L’habitat social, un enjeu de santé publique

Emmanuelle Cosse, présidente de l’Union sociale pour l’habitat (USH), a élargi la réflexion à la question du logement qui est un facteur important d’exposition des individus à la chaleur quand il s’agit de ‘bouilloire thermique’, et a reconnu que « le défi du confort d’été est immense. » Elle a rappelé que le parc social concentre une part importante des populations les plus exposées. Les chiffres de l’étude menée par la Fédération des Offices Publics de l’Habitat (FOPH) avec la Banque des Territoires ont été mentionnés : 64 % du parc (1,44 million de logements) sont déjà exposés aux fortes chaleurs, et 94 % pourraient l’être en 2100. Pour y répondre, l’USH travaille à intégrer systématiquement l’adaptation climatique dans les projets de réhabilitation : « Il ne s’agit plus seulement d’isoler contre le froid, mais de protéger contre la chaleur. Cela suppose de repenser les matériaux, les toitures, les espaces extérieurs, et surtout de coopérer avec les maires », a-t-elle précisé. La présidente a également souligné le rôle clé du personnel de proximité : « Le gardien est souvent la première personne qui constate la détresse des habitants en période de canicule. C’est un maillon essentiel de la résilience urbaine ».

Plus largement, le maire de Grenoble, également second vice-président de France urbaine, a rappelé que la rénovation énergétique constitue un des leviers les plus évidents – et pourtant encore largement sous-exploité – de l’adaptation climatique. Eric Piolle a souligné qu’elle offre un « tout bénéfice » rare : confort accru en été comme en hiver, baisse des charges, dynamisation de l’emploi local et réduction des émissions. Il déplore toutefois que le manque de moyens, bien que certain, masque de véritables obstacles structurels : pénurie de matériaux, manque de main-d’œuvre formée, filière encore incapable d’absorber une montée en puissance massive, contraintes sur les modèles de construction bas-carbone (ex. bois). S’y ajoute une faiblesse plus politique que France urbaine déplore : l’absence de stratégie nationale stable, affectée par des « stop and go » comme ceux de MaPrimeRénov’, qui empêchent d’installer un cap durable pour l’ensemble de la filière.
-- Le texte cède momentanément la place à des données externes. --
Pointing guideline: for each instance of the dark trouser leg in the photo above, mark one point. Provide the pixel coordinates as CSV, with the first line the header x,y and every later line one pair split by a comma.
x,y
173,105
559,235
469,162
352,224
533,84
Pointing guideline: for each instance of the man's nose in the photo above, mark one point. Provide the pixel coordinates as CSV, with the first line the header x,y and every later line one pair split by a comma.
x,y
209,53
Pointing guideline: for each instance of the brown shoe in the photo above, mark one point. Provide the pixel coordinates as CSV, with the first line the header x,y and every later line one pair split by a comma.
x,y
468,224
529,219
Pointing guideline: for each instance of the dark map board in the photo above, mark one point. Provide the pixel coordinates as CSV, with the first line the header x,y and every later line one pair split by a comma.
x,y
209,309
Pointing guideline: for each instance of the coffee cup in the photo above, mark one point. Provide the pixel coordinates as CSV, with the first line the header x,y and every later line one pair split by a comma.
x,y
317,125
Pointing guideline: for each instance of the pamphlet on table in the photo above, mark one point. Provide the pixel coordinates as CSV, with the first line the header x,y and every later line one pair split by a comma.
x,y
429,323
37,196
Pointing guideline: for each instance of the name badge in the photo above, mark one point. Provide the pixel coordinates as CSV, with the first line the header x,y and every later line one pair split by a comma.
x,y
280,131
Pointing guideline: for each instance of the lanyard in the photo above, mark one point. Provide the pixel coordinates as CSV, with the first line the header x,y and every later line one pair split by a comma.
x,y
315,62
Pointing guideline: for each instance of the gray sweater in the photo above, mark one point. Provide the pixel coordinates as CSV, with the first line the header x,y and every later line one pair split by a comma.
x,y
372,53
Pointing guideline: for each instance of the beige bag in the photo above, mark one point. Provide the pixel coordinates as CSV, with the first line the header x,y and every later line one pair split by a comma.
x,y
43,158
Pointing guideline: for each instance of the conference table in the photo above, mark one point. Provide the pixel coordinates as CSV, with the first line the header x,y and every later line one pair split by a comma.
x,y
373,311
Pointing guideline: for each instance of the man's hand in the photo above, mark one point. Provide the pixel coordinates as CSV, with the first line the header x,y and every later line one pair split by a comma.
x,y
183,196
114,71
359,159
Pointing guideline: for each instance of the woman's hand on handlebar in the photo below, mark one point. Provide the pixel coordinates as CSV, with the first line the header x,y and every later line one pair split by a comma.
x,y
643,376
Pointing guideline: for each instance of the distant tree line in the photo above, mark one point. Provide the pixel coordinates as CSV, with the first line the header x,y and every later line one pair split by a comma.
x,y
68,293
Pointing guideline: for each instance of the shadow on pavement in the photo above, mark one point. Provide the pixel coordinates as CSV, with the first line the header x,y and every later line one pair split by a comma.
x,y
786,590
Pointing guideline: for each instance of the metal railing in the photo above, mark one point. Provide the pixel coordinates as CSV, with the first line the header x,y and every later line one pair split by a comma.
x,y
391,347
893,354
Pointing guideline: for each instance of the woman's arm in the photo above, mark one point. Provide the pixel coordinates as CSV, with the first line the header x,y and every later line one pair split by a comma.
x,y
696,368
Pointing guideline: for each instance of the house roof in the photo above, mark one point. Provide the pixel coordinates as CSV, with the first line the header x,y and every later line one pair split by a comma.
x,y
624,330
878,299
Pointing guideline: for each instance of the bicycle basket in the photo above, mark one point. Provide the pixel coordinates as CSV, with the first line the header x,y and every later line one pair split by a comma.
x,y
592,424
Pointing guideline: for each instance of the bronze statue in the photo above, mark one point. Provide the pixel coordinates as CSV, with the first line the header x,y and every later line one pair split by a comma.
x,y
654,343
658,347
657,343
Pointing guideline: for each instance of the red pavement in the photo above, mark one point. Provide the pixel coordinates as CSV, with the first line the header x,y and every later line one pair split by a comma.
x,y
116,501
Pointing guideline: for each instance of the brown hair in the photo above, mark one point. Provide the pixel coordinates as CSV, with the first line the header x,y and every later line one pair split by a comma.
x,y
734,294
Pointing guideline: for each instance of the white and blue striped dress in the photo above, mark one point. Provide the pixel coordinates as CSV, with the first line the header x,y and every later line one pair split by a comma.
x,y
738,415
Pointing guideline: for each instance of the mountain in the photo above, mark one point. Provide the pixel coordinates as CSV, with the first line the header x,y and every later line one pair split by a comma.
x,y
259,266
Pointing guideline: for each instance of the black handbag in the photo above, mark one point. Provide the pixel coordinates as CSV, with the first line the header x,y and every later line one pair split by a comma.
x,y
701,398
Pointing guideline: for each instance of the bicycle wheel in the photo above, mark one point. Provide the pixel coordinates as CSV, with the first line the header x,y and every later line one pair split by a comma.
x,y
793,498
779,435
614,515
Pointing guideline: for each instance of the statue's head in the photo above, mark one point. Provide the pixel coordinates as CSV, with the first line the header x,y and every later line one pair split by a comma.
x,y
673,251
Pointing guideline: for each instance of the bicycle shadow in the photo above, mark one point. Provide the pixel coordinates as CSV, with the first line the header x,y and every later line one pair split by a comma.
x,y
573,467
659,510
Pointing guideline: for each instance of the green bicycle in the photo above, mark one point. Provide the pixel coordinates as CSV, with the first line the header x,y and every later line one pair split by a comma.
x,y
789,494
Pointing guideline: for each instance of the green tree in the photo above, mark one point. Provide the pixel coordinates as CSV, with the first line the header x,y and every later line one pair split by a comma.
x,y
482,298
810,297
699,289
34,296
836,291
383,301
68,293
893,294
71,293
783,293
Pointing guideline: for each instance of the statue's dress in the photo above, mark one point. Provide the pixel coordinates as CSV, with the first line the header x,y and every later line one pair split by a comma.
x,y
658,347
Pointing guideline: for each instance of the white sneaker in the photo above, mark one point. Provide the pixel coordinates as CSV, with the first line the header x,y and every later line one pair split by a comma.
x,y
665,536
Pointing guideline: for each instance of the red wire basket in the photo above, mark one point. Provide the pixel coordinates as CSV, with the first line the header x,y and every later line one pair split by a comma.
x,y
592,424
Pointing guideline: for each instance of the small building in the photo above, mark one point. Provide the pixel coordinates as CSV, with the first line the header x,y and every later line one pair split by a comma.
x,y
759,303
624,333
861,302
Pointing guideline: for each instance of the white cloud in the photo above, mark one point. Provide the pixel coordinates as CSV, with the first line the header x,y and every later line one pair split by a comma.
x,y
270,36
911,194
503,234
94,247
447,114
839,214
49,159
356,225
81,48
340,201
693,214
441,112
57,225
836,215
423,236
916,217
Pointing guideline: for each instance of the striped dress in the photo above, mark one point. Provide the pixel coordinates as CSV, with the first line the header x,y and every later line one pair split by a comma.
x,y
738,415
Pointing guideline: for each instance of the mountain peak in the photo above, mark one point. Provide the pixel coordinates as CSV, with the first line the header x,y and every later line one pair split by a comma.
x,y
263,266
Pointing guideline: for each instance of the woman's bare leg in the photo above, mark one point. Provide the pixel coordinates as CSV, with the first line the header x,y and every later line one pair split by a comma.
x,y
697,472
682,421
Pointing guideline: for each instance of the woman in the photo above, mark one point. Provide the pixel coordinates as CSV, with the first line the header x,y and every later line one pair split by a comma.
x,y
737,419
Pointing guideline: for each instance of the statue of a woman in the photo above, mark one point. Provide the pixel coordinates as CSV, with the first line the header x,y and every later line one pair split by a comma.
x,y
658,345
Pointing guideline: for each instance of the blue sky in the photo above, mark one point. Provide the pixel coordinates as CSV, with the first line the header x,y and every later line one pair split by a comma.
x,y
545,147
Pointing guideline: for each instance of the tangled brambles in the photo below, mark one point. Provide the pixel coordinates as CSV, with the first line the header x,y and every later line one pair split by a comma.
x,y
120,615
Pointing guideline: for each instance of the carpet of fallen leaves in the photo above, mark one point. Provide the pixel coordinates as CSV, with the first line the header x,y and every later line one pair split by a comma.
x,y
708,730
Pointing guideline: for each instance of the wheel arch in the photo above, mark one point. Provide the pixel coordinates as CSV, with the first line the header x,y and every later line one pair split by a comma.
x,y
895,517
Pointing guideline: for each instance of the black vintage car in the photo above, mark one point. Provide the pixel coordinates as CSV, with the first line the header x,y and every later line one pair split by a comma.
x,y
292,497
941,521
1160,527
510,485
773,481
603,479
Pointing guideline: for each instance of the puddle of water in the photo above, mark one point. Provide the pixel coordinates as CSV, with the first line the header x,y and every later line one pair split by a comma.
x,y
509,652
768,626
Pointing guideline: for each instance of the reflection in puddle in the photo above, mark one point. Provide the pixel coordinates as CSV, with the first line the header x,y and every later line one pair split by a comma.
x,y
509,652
De la canopée au vivre-ensemble : une fabrique urbaine partagée 

En conclusion, les échanges ont convergé vers une idée commune : la lutte contre la chaleur urbaine est à la fois un enjeu environnemental, social et démocratique. Pour Éric Piolle, « L’adaptation sera collective ou ne sera pas : les habitants doivent être partie prenante des choix d’aménagement ». De son côté, Clément Riquet a souligné que « la concertation avec les habitants et les acteurs économiques permet d’assurer l’acceptabilité et la durabilité des transformations ». Tous s’accordent sur la nécessité d’une approche intégrée, articulant planification urbaine, adaptation du bâti, gestion de l’eau et lien social.